A U.S. military spokesman, Army Col. Brad Blackner, dismissed the claims as unbelievable. “If you read the Al Qaeda training manual, they are trained to make allegations against the infidels,” he said.
Quite right. One would think that incredulity would be the first instinct of any decent newsman upon hearing such tales. While it’s certainly true that there have been incidents at Guantanimo and Abu Ghraib that would make this type of thing seem perfectly plausible, the truth of the matter is that sensitivity on religious matters has been the norm in our handling of prisoners from the outset. Indeed, part of what made the Abu Ghraib scandal so aggregious was that it undermined our efforts to build trust within the Islamic world.
I understand, too, the pressures journalists are under to get to press as quickly as possible. That’s true even in the blogosphere. But given the high profile Newsweek has and the incredible sensitivity of the allegations at hand, they had a duty to be damned sure they had it right before running with the story. Their haste and willingness to believe the worst about America’s military helped get a lot of people killed.

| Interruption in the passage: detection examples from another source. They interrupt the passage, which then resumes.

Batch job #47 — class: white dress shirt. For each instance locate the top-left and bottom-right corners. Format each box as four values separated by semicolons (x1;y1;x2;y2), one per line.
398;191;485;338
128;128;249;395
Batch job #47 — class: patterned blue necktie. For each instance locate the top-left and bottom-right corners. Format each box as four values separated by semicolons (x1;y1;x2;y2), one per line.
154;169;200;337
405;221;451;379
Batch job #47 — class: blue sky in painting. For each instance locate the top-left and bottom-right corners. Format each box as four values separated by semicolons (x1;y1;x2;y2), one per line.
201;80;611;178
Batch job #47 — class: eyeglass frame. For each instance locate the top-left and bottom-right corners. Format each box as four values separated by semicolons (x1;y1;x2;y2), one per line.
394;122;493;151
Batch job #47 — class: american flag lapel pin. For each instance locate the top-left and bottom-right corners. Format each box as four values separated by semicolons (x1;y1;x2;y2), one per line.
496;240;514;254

Update (1833): Ian Schwartz has video.
Meanwhile, Dean Esmay believes this incident proves that Newsweek‘s editors are “enemy propagandists” and LaShawn Barber concurs, noting this week’s anti-George Washington cover story as further evidence of their “anti-American bias.” While I wouldn’t go that far, it’s hard to argue that Newsweek and many other mainstream press outlets are less than eager to report news that puts the American war effort in a bad light. The difference is morally substantial. Sadly, it’s effectively no difference at all.

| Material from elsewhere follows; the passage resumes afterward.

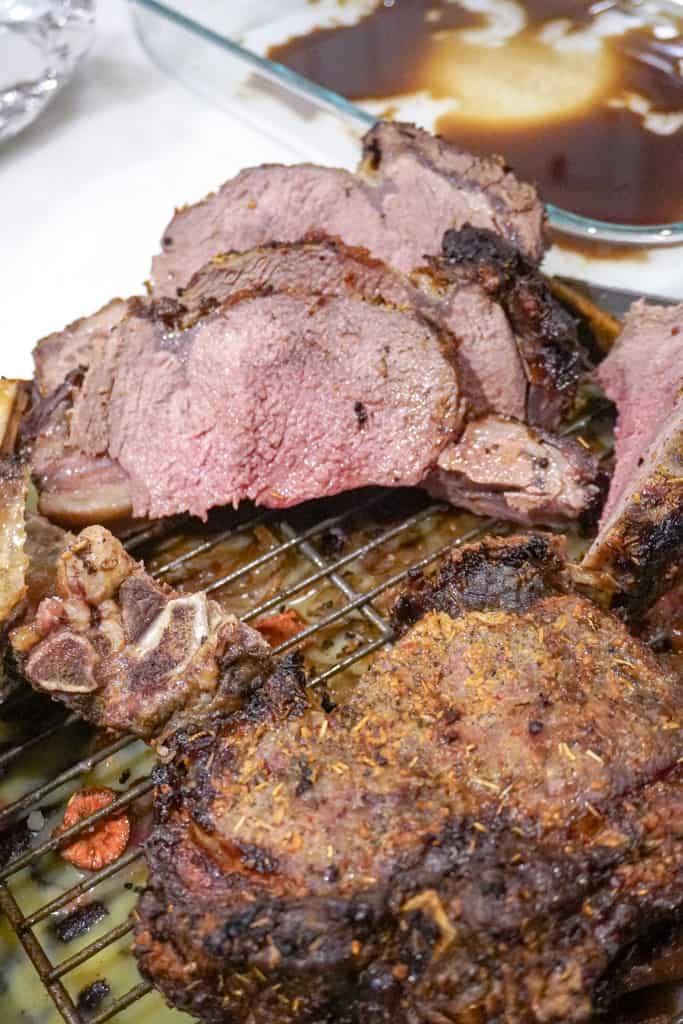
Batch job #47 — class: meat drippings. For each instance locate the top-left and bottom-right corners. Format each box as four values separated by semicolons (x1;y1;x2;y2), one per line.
268;0;683;224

Belmont Club’s Wretchard and others argue that Newsweek should be held liable for the deaths incited by their shoddy story. Jay Tea argues, correctly in my view, that this is nonsense. The proper sanction against Newsweek is increased public skepticism of stories with a “Newsweek” byline, which CBS News and the NYT also suffered recently. Credibility is the chief currency of the press. Newsweek is much poorer than it was last week.